Gastric Bypass Laparoscopic Surgery

Gastric Bypass Laparoscopic Surgery


Your doctor has recommended that you undergo
laparoscopic gastric bypass surgery. But what exactly does that mean? Gastric Bypass is a surgical procedure used
to help a patient lose weight. It is usually recommended to help those who
are morbidly obese – meaning that their weight problem has become a serious health risk. Most severely overweight patients overeat.
Food enters the body through the mouth, travels down the esophagus where it collects in the
stomach. From there, digested food passes into the
small intestine. Nutrients taken from the food pass from the small intestine into the
bloodstream. Waste travels to the colon and leaves the
body through the anus. The amount of food that a person eats is partly
controlled by appetite. The stomach plays an important role in controlling appetite.
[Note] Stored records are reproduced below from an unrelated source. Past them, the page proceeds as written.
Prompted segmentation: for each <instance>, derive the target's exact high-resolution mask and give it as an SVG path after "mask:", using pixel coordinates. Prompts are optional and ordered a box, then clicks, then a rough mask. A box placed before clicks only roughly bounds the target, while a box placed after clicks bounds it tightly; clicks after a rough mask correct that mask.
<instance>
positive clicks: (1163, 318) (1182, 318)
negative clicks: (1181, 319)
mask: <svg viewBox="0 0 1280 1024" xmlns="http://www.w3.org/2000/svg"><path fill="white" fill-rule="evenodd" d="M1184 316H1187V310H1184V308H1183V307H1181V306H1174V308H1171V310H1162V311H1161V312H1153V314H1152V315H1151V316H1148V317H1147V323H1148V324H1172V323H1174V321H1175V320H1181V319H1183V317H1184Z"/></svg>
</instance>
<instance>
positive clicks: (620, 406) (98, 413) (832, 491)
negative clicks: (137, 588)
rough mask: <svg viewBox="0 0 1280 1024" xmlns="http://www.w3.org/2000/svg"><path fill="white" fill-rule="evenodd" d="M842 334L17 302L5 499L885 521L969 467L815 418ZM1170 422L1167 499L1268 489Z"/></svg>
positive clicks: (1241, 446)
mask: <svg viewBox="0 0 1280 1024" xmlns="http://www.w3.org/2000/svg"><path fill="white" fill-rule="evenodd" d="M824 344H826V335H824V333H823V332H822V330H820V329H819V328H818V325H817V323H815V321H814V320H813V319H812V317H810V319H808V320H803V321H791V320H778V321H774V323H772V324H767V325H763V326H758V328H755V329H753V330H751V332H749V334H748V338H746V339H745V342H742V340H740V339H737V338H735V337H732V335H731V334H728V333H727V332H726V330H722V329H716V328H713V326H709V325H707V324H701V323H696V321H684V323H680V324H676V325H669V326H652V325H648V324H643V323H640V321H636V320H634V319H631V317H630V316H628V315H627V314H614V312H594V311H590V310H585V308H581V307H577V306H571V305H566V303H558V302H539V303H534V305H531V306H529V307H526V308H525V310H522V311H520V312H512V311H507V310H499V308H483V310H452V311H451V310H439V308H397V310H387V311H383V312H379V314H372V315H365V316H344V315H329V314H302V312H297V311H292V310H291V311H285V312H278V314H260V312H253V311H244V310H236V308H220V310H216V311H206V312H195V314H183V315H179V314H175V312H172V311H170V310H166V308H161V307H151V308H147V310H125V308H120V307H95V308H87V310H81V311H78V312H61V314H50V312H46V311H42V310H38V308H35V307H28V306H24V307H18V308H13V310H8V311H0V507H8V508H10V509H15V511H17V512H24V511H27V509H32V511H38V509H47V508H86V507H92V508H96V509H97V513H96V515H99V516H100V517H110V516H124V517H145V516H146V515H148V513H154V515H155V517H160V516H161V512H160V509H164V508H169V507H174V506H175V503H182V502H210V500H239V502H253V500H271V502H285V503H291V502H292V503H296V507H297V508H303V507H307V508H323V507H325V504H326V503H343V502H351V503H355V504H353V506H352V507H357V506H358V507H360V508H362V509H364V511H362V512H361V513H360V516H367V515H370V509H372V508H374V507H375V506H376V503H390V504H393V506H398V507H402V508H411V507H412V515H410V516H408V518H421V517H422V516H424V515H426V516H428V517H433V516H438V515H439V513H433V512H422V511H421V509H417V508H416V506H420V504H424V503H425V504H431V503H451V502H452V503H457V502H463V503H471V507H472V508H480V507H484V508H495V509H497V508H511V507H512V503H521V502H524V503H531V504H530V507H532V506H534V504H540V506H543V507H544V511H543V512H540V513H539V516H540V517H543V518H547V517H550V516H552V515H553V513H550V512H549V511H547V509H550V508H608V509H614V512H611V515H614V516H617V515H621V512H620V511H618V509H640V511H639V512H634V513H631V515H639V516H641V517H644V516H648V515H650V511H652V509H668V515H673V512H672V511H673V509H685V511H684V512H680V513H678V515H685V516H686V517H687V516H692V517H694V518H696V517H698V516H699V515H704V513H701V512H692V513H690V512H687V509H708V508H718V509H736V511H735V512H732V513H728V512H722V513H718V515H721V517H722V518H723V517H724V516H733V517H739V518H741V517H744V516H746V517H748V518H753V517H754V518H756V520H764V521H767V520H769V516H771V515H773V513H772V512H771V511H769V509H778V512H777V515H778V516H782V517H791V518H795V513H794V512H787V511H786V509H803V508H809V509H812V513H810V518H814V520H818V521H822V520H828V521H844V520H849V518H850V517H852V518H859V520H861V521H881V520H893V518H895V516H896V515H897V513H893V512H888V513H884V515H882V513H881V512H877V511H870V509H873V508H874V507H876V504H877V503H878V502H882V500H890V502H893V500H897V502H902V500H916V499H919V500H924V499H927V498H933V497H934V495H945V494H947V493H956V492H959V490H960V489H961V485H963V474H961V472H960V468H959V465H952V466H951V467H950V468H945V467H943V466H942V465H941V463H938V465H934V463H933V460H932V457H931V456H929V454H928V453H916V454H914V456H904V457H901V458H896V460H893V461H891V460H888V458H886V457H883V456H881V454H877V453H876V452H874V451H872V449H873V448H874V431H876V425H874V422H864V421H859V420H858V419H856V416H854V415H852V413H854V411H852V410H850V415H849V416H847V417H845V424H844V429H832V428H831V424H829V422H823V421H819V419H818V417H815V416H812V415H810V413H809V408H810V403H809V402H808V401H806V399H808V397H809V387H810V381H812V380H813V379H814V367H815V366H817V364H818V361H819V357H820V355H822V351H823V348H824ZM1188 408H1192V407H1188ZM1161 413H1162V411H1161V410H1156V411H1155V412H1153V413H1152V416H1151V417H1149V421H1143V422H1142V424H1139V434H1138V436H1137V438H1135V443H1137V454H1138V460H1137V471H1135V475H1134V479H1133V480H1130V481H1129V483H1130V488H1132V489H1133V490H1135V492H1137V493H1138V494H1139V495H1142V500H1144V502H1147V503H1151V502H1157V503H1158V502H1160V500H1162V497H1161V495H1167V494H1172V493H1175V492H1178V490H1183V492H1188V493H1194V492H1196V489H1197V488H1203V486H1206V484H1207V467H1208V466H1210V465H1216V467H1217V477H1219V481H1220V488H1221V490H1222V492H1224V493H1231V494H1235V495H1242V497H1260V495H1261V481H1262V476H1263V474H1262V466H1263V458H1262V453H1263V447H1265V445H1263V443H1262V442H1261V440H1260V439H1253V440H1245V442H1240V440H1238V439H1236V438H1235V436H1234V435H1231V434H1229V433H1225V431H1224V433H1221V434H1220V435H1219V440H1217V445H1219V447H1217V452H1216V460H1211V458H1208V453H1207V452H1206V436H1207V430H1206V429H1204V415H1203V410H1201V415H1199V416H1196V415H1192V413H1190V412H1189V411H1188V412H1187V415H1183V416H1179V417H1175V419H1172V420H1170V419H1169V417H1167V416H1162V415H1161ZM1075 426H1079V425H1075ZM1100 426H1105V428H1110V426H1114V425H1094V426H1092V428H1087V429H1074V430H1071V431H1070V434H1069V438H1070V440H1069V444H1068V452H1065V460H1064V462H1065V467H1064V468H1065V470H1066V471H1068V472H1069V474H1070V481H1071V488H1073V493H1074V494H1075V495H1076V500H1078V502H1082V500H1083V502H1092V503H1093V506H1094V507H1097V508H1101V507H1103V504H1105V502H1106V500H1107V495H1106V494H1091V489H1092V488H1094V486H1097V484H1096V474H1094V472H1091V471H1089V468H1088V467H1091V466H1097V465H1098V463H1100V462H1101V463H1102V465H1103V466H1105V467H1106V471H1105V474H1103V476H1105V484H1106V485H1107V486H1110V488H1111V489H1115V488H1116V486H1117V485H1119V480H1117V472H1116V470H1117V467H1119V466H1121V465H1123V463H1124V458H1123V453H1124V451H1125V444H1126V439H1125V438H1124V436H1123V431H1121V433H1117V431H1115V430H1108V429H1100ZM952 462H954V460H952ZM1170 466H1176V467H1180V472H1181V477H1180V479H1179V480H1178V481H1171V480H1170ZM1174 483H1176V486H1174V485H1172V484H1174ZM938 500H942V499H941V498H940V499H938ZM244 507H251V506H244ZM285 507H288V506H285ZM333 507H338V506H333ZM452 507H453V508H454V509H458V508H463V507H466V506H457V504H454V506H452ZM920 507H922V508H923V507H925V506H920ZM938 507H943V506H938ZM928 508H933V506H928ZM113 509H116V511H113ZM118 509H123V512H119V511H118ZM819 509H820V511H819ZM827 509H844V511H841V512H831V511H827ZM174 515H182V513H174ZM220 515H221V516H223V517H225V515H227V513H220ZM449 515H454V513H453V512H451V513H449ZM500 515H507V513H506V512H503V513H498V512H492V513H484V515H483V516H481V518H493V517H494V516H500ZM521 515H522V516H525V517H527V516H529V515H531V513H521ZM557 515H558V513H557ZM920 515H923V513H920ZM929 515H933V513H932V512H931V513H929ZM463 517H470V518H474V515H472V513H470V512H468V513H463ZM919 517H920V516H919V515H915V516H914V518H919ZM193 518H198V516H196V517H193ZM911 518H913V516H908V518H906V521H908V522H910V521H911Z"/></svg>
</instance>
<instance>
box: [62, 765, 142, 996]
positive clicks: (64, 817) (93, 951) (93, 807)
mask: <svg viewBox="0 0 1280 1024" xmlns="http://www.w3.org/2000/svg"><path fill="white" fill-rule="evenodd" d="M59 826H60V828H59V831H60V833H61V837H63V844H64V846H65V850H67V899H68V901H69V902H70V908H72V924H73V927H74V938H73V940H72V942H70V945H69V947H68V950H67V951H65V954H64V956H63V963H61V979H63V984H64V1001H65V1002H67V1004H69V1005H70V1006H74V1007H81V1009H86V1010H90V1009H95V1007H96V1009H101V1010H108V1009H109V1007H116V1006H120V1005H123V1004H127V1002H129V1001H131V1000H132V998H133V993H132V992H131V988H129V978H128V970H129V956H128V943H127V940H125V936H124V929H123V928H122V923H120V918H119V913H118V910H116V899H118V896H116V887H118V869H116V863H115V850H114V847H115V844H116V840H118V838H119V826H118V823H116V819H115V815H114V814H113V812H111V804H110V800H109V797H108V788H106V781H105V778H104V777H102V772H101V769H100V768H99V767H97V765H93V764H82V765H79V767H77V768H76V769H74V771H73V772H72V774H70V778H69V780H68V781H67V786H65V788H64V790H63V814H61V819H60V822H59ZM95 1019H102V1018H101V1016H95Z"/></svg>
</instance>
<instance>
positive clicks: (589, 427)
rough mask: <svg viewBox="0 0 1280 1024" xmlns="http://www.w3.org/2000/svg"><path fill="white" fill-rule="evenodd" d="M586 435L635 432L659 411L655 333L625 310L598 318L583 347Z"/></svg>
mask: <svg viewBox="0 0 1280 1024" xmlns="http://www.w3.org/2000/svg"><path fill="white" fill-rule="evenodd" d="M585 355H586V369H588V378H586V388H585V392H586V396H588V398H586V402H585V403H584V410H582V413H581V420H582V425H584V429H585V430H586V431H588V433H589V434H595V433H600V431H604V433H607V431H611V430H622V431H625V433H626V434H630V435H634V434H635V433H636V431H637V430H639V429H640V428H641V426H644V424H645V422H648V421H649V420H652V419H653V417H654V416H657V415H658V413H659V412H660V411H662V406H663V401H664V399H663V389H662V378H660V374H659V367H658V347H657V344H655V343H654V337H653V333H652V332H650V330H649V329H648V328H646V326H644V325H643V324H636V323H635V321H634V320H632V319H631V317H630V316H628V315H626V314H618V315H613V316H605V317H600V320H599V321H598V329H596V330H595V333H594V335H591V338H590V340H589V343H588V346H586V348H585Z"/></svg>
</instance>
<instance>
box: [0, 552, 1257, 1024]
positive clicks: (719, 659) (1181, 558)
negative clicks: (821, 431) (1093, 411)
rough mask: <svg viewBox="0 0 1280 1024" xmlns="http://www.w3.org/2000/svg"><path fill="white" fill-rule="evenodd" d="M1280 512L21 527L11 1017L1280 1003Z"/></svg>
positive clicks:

When the stomach is empty, a person feels the urge to eat. When the stomach is full,
that urge goes away. Gastric bypass dramatically reduces the size
of the stomach. Gastric Bypass also shortens the small intestine so that the body absorbs
less of the food eaten. With less food entering the body, fat stores
begin to be used. The patient loses weight. So make sure that you ask your doctor
to carefully explain the reasons behind this
recommendation. Then, when you are asleep, the surgical team
will make an incision just above the navel. A tube-shaped collar called a trocar will
be placed inside the incision to hold it open. Harmless carbon dioxide gas will be used to
inflate the abdomen, serving to enlarge the work area and to separate the organs. The team then inserts the laparoscope. Once in place, the laparoscope will provide
video images that allow the surgeon to see the inside of your abdomen. Next, the team makes four more incisions – taking
special care to keep the openings as small as possible. These openings will provide access
for other surgical instruments. Using these instruments your doctor will then
cut the upper portion of the stomach from the rest of the organ This upper portion forms a small pouch which
is sealed with a stapling tool. The opening in the larger portion of the stomach is closed
with staples. The next step is to divide the small intestine. The main part of the intestine is pulled upward,
behind the colon and positioned near the small upper stomach pouch. The other free end of the intestine is surgically
stitched to the side of an intestinal loop. The other end is now attached to the small
stomach pouch. A new route for food passing from the esophagus into the intestines has
now been created. Finally, your doctor will check to make sure
that all the new connections are secure and that there are no leaks. A drain is added to remove any excess fluids
and the carbon dioxide is allowed to escape. Then the team withdraws all surgical instruments
and the incisions are closed with sutures or staples. Finally, a sterile dressing is applied.